I pretend this pile of cushions is Vadim. That he still wants me. And I let the tears come. Hope, fear, and longing fight for space behind my eyes. Heartbreak comes up behind them all and floods me until the tears leak from my tightly shut lids.

My shoulders shake and my eyes scrunch into tight balls. No one is here to see me crying like a five-year-old whose Elsa princess dress doesn’t fit her anymore.

No one cares.

No one is going to wipe my tears away.

I’ve got nothing but an empty bed and a pile of pillows and a stack of packed bags in a penthouse on the twenty-fifth floor.

I’m crying for all the things that I can’t have. Things that are close enough to touch but so far out of reach they might as well be half a world away in the frozen woods outside Moscow. I cry because I wish he loved me the way I once believed I loved him.

My phone chimes on the nightstand. It’s not the burner, so I know it’s not Vadim, but I don’t know who else would be texting me right now.

I pull the phone to my face and blink. It’s my lawyer. She’s been in touch with five other stars who wish to pursue legal action against Jimmy, and at least three more who have admitted to misconduct but are afraid to come forward. If the mediation goes well, if these girls see that justice can prevail, they might be willing to speak out as well.

I have a chance to help these women, to give them the courage to take those first terrifying steps. But how can I do that when I have to hide in the shadows to protect myself and my child from the other monsters encroaching on us?

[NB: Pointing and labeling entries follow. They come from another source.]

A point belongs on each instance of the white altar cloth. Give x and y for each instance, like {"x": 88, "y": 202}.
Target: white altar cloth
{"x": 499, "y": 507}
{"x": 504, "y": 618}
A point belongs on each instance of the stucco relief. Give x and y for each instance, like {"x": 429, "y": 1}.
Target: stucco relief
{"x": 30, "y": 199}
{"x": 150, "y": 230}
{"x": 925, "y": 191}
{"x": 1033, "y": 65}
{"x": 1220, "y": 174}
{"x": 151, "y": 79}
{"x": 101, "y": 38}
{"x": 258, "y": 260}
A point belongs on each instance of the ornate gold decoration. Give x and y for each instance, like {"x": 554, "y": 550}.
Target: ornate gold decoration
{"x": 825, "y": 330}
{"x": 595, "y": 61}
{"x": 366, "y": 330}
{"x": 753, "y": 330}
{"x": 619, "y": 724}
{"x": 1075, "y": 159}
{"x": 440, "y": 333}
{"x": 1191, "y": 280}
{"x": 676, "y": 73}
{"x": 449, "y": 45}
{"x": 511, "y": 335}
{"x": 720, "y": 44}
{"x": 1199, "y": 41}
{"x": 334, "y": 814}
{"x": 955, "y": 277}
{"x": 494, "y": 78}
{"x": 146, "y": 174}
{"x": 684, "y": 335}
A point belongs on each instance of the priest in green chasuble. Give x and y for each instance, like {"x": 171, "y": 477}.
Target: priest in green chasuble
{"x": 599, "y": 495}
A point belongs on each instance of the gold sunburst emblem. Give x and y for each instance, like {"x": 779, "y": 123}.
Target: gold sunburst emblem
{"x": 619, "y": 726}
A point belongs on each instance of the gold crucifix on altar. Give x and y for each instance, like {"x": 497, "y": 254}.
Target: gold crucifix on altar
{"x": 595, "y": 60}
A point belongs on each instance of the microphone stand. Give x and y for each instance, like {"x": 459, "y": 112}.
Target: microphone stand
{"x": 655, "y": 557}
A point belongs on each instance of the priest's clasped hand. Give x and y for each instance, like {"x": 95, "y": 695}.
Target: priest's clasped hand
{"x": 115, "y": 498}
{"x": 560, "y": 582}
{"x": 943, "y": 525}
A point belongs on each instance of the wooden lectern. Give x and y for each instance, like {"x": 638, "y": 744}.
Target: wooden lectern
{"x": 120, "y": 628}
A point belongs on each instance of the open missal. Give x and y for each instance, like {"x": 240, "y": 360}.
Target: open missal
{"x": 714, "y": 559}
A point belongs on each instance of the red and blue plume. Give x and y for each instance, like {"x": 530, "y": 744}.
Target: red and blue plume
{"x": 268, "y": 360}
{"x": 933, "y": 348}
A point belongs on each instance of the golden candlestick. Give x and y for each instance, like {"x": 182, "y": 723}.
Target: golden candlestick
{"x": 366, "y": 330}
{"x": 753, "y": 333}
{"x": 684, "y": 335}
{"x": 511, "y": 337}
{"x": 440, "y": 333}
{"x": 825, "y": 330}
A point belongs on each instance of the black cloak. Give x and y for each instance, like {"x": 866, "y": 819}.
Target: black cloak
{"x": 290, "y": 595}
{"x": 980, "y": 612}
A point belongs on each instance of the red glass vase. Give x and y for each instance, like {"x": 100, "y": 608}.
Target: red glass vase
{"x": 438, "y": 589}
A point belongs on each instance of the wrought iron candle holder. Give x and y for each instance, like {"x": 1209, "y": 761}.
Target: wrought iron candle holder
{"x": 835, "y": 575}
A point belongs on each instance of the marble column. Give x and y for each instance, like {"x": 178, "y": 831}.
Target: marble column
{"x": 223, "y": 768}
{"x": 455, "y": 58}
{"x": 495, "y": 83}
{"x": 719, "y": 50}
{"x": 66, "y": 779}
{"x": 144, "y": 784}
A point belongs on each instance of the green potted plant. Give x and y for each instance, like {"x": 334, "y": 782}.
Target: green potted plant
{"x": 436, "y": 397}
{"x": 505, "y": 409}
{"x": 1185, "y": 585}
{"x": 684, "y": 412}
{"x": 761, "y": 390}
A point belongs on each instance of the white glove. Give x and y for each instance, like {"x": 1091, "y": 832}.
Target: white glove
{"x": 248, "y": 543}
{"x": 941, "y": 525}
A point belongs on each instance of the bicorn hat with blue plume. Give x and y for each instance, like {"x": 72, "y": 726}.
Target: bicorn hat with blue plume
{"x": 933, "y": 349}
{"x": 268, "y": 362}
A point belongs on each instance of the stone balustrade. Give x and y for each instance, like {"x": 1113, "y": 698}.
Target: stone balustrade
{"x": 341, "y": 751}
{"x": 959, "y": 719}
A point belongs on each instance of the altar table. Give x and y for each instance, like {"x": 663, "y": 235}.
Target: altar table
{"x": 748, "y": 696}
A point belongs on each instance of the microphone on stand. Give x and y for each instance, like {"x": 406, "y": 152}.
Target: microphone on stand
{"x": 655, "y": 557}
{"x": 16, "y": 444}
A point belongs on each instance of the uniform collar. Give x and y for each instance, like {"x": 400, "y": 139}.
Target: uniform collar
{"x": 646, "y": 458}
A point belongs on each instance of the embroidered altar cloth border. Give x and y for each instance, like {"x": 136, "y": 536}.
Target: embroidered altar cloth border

There is only one answer. I can’t.

Chapter Twenty-Five

Oksana perches at the nightclub bar, nursing a luridly colored cocktail, when I arrive at Bolshoi. The after-work crowd is trickling in. A group of loud American guys in suits howls about Russian strippers and shots, and I worry they might be trouble.

I sidle up to Oksana, who narrows her blue eyes when she sees me. “He’s upstairs, waiting for you.”

Glancing around the room, I survey the exits out of habit and check the empty seats. “They won’t be a headache?” I jerk my chin toward the table of braying suits.